The children sat at their tables and recapped their learning from yesterday afternoon. A few children explained to him, what we had done whilst he was absent from our class. He listened to them and then read the LQ. “What?! I can’t do this. It’s too hard. I’ll be rubbish. I did it last year my learning mentor and it was too tricky.” He started to sound familiar to me again. This was the child that I remembered. I tried to remind him that his 1:1 would support him and help him if he got stuck. Originally, he wasn’t too keen on the idea of still having to do it. “You’re making me want to hurt myself again.” He told me. We all looked at each other and started to imagine the worst. His 1:1 gently guided him back to his work station and managed to calm him down, whilst I carried on teaching. Eventually, he did complete the task. (Granted with some difficulty, but with heavy encouragement and help now and then, he managed to weave his colours and create a Celtic woven pattern.) He was proud of his efforts and started helping other children. 

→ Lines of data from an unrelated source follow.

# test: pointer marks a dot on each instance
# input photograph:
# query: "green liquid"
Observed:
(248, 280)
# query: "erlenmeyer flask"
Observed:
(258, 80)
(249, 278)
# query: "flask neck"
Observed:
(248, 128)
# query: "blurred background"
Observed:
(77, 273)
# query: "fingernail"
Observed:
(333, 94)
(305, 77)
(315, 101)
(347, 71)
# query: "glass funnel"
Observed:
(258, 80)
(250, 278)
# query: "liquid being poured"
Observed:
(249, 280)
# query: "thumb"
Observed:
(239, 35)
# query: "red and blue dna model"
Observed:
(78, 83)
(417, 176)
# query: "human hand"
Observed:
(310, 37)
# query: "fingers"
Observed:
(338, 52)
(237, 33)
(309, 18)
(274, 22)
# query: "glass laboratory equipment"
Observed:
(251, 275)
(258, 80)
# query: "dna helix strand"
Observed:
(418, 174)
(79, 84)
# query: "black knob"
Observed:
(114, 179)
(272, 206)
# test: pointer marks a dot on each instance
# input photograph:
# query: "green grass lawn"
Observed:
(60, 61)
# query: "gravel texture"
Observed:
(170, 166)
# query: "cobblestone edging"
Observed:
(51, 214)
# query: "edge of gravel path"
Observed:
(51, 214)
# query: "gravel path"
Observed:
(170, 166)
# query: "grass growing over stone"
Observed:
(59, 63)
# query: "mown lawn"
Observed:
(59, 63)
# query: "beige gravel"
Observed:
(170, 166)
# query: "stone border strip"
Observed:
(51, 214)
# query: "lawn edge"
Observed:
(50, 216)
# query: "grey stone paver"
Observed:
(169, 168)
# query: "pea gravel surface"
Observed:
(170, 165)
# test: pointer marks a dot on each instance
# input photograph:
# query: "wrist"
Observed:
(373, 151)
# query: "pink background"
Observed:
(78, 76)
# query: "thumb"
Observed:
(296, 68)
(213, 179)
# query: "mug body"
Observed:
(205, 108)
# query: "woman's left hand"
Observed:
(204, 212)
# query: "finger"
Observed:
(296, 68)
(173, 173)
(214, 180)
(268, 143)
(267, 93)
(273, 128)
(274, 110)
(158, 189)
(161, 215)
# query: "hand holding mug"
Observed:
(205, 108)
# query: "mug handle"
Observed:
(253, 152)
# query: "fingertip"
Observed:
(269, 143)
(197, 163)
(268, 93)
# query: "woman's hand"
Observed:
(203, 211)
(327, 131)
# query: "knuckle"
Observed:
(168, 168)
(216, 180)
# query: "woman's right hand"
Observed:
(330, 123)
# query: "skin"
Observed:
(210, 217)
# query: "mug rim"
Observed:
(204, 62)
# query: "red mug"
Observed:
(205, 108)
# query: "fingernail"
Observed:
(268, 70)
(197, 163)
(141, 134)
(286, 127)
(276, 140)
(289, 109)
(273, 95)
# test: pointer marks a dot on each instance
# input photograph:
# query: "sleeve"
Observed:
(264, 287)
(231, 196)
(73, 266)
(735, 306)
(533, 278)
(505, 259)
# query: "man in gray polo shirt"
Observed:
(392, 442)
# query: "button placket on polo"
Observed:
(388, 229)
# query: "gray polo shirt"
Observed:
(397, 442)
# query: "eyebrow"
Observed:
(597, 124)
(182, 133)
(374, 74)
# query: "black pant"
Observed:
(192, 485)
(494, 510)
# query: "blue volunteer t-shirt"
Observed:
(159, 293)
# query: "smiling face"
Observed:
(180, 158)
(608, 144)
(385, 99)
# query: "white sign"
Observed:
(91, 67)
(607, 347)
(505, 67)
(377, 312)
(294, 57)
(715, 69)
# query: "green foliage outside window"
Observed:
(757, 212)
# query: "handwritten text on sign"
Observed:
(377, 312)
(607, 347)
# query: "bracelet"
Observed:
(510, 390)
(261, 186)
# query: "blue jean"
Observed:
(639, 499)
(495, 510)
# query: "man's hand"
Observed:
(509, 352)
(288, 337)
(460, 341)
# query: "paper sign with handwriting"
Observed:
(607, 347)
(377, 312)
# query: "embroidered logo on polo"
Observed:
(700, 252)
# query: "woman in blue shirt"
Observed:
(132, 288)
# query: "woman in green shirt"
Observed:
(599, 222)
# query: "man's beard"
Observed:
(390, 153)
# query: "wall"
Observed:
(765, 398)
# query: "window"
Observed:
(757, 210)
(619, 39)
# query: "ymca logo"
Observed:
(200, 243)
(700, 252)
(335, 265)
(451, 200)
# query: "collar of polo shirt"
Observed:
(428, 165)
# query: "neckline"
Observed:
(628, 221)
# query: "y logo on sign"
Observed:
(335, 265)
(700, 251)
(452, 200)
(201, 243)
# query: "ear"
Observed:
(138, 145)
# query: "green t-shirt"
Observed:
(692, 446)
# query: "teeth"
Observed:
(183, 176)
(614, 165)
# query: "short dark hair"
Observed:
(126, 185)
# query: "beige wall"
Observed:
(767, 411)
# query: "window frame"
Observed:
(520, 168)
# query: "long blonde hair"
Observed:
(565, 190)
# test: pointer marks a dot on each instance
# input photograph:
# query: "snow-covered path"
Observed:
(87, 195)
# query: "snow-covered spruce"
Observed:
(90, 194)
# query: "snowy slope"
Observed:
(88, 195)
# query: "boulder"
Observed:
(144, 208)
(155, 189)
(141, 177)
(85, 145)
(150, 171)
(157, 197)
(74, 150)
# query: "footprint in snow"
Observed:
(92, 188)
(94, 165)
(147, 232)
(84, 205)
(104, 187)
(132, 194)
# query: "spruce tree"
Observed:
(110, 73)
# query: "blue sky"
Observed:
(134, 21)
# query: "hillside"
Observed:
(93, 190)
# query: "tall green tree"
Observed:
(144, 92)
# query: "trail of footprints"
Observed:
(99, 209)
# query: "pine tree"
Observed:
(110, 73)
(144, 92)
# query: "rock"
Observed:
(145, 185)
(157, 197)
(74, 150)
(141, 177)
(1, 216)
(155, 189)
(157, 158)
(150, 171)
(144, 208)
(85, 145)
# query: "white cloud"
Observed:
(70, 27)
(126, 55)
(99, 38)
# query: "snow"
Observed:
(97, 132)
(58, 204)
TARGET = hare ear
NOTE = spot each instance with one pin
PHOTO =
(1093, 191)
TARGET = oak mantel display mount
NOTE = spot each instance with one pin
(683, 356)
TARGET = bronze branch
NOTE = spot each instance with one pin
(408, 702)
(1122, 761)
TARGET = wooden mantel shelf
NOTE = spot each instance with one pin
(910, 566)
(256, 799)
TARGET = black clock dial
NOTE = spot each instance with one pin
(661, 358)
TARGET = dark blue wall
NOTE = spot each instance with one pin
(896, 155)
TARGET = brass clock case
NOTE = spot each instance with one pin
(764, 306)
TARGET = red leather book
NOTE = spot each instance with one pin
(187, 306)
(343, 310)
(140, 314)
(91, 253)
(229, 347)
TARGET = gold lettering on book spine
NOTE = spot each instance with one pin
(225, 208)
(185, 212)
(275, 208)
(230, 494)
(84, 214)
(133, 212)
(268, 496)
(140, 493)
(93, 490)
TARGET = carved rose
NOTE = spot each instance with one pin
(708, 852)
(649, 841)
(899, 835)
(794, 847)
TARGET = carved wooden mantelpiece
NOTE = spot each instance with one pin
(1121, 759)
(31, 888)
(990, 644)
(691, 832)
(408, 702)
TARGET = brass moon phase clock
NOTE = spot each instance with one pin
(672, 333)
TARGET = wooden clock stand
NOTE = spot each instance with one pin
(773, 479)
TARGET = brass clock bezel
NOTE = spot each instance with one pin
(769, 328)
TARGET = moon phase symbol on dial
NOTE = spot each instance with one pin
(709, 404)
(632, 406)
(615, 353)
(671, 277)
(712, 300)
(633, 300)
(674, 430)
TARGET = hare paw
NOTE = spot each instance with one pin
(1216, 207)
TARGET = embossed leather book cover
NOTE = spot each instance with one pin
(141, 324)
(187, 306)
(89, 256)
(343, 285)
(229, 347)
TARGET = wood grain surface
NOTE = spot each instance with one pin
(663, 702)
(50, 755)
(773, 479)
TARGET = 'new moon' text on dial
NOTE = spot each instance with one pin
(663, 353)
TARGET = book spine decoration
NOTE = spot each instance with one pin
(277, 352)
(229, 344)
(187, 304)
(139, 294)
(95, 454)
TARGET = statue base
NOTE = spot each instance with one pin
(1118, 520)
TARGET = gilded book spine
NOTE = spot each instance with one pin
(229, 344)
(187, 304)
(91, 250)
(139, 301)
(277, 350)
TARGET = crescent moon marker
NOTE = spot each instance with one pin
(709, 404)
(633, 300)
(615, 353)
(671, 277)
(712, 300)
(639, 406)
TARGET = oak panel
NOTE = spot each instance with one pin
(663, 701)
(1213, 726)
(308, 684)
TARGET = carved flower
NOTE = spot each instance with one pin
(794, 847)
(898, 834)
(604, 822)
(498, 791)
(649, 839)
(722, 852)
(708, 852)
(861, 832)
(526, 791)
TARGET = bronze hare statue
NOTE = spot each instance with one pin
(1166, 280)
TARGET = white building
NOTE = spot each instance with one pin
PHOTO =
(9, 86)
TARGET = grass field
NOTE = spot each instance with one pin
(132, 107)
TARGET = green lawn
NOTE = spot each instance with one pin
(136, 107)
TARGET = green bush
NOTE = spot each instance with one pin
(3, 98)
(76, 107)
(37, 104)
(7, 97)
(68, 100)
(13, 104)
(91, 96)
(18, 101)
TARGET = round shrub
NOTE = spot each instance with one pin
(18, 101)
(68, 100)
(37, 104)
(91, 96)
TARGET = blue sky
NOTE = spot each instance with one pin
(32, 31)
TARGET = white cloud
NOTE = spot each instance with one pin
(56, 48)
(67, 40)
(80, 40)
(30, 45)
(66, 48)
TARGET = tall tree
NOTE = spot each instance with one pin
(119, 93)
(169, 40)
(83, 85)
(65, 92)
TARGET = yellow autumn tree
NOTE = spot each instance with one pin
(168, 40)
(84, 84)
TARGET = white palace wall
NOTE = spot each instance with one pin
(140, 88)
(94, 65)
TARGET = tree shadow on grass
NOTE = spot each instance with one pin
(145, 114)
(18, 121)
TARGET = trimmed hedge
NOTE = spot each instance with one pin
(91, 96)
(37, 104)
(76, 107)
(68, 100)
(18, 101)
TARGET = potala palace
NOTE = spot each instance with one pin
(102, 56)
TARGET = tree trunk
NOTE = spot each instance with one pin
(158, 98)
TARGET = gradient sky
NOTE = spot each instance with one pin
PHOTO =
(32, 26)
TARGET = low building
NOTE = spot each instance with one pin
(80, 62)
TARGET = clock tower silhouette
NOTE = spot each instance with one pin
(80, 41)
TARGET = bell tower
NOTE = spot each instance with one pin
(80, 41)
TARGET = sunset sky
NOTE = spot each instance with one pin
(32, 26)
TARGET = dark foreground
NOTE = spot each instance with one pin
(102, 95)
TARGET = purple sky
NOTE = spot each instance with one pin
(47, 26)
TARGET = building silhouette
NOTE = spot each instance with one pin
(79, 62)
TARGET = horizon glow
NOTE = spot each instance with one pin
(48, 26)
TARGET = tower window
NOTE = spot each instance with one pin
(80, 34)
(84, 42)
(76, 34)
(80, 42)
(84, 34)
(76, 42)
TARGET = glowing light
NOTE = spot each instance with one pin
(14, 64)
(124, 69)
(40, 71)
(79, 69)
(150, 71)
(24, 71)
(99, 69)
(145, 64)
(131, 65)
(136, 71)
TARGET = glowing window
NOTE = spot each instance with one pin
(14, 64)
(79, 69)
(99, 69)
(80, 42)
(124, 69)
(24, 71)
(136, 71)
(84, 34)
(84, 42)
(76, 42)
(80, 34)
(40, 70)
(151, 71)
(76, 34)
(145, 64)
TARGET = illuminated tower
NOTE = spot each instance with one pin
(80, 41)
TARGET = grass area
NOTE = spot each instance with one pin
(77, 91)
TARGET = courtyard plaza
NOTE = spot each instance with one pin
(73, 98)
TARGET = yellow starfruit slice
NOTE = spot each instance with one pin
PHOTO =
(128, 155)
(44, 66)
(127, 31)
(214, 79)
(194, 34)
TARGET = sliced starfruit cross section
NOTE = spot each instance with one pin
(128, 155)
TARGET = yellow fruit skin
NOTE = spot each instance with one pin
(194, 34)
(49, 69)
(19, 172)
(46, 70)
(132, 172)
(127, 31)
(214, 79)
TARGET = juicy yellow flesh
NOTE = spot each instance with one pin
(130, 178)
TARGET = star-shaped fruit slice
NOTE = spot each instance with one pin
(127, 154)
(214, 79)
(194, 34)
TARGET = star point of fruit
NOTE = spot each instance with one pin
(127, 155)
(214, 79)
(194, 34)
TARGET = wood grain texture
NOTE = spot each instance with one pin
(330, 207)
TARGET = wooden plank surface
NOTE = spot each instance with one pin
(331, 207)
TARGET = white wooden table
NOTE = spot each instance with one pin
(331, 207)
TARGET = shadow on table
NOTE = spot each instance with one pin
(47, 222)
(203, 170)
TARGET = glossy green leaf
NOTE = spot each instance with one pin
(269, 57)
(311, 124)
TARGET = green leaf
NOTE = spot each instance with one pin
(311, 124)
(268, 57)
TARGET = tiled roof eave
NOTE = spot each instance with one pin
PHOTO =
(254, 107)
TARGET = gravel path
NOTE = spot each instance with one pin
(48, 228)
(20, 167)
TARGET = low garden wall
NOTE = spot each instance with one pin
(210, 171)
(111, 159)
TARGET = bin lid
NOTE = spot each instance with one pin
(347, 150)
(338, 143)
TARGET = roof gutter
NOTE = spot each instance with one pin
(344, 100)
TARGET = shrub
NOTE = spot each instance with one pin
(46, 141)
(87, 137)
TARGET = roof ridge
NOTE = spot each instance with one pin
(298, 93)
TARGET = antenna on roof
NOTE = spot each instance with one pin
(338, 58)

Lunchtime rolled around and the children all went to lunch. I had survived another morning. All I had to do, was make it through the afternoon without him until home time. Expecting his Mum to be waiting for him after lunch, I got him ready. He sounded confused so I said I would check and see if he was staying the afternoon. We found out that mum was supposed to collect him, but she thought he was staying at school all day. For a change, I was almost happy for him to stay the afternoon, almost, but decided to stick to his new routine, as he might begin to flounder and then all hell could break loose. Whilst Mum was on her way, he completed another topic activity without a 1:1. He cut out his timeline tiles and ordered them with the class. He had just stuck his last tile down and was showing the other children what he noticed about the dates in the timeline, when the classroom phone rang to say his mum was here. I told him to get his coat so he could go home but he insisted on putting his scrap paper in the bin first… !?!

I managed to catch him right before he flew out the door. “Can we have this new you next week please?” I asked. “I’ll see if I can still find him.” He replied. God I blooming hope he does stick around. It would make my first working (teaching) birthday in my entire 6-7 year career go a lot smoother, if the new lordship does come back next week. 

Wish me luck…I’m going to need as much of it as I can get.